As I said in my first post, I teach English as a Second Language. Specifically, I teach students from all over the world. Most of my students have the goal to study at a university somewhere in the United States.
One of my favorite things about my job is the big and little cultural exchanges that happen everyday in the classroom. These exchanges happen between me and the students, and between students from different countries. It feels like a micro United Nations at times.
With that being said, my job is also to impart my culture to my students-to help them succeed in both the academic and social world of the United States.
So how does the topic of my dogs come into the story here, you ask?

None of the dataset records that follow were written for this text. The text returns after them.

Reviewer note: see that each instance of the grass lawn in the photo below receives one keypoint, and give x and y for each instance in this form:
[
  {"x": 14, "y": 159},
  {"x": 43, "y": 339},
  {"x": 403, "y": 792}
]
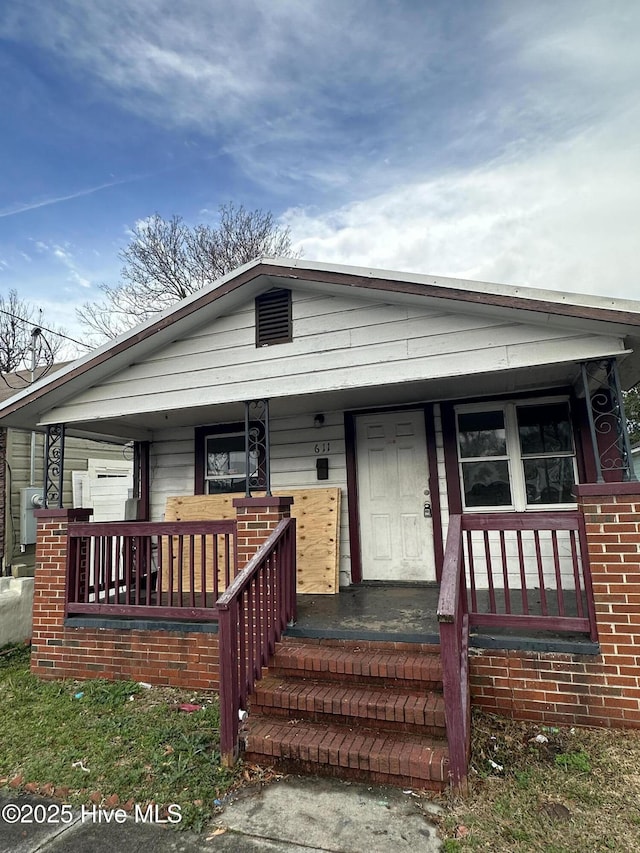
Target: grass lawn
[
  {"x": 559, "y": 791},
  {"x": 532, "y": 788},
  {"x": 135, "y": 743}
]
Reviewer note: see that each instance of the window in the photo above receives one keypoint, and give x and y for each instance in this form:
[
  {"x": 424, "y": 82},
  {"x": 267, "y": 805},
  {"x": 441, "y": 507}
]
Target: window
[
  {"x": 516, "y": 455},
  {"x": 221, "y": 462},
  {"x": 273, "y": 318}
]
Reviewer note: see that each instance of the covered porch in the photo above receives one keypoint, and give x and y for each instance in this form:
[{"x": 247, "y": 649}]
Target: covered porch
[{"x": 460, "y": 428}]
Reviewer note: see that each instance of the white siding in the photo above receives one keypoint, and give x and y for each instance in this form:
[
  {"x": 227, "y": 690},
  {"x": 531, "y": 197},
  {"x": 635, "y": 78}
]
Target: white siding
[
  {"x": 293, "y": 465},
  {"x": 76, "y": 453},
  {"x": 339, "y": 342}
]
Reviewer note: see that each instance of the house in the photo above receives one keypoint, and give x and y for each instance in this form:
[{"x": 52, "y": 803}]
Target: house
[
  {"x": 96, "y": 474},
  {"x": 454, "y": 457},
  {"x": 95, "y": 471}
]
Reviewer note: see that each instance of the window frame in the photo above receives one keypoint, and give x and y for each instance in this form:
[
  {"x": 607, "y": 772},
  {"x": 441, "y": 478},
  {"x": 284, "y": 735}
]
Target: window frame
[
  {"x": 201, "y": 435},
  {"x": 514, "y": 456}
]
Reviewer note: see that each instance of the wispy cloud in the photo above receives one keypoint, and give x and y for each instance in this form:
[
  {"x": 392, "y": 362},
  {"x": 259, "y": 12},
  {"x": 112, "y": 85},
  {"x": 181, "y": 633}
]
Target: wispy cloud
[
  {"x": 47, "y": 202},
  {"x": 64, "y": 256}
]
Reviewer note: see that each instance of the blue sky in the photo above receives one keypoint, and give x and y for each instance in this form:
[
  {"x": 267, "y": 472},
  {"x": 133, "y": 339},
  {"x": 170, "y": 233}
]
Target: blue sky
[{"x": 491, "y": 140}]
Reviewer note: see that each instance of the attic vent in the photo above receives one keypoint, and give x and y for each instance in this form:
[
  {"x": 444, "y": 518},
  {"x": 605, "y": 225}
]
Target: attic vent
[{"x": 273, "y": 318}]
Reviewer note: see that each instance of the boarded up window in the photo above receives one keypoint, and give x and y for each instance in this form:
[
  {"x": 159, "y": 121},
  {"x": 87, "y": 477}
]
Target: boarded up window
[{"x": 273, "y": 318}]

In my grammar class.
In the beginning of every grammar class, we review the simple present tense, including pronouns (I, you, he/she/it, we, and they). We go through each pronoun and practice the usage. We get to “it” and I usually use an example like table or chair. See where this is going?
We, Americans, have a special love affair with our pets; there are other cultures in the world that view pet ownership in the same way. Our pets are not “it”, but “he” or “she”. I think that any pet owner reading this would agree; if someone refers to your beloved pet as “it”, you may be mildly insulted. This is where my cultural awareness teaching comes in. I always use my dogs as an example here. By the end of the class, my students are very familiar with my “he” and “she” dog.
Cozmo is the lighter of the two dogs. He is the dog that views every person or dog as a potential best friend. His favorite place to be is in the park, pretending to roam the savannah like a lion. Layla, on the other hand, is a little shy. She doesn’t really like to meet new people or dogs. She is quite content with her pack of humans and Cozmo.